After declaring that he had broken with his former activism, he joined the Front National in 2008 and became a local branch leader from October 2010 to May 2011 and from March 2013 onwards. He has been a Front National candidate in every election since 2008 and in 2013, the Front National chose him to lead its list for the municipal elections in Nantes (the 6th town of France). He is the father of Gauthier Bouchet, the FN municipal councillor of Saint-Nazaire.

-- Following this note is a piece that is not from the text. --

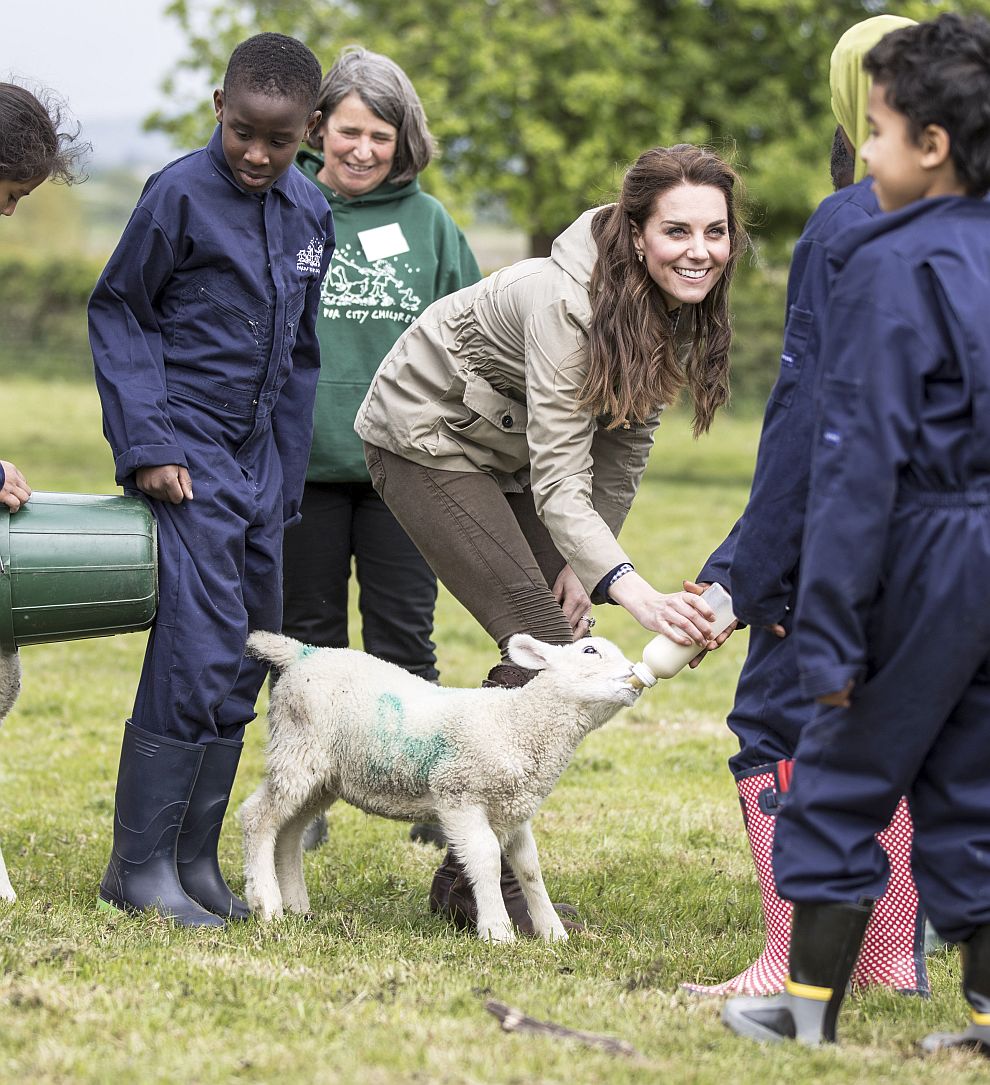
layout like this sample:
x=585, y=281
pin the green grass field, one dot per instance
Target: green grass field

He published journals like Lutte de Peuple and Résistance which focused on ultra-nationalist and anti-Zionist themes. He owned the publishing house Ars magna and Avatar which published volumes of Savitri Devi, Jean-François Thiriart, Francis Parker Yockey, Gabriele d'Annunzio, Aleksandr Dugin and others.

In the original edition of his book Hitler's Priestess, Nicholas Goodrick-Clarke wrote that Bouchet has been associated with Nazi mysticism and that, whilst spending a year in India, he met Savitri Devi to study Kali Yuga and her ideas about Adolf Hitler as an Avatar. These claims did not however appear in the French language edition of the same work. In the postscript to the book Le national-socialisme et la tradition indienne, Bouchet claimed that Goodrick-Clarkes's allegations were false, that he had met Savitri Devi only once and considered her to be a crank, and that he has no personal interest in Nazi mysticism. Bouchet, who claims he is not an Islamophobe, has advocated a closer link between European nationalist groups and Muslim traditionalists.

Christian Bouchet wrote a doctoral thesis in anthropology in the University Paris Diderot on Aleister Crowley and has written many books about extremist involvement in politics and religion.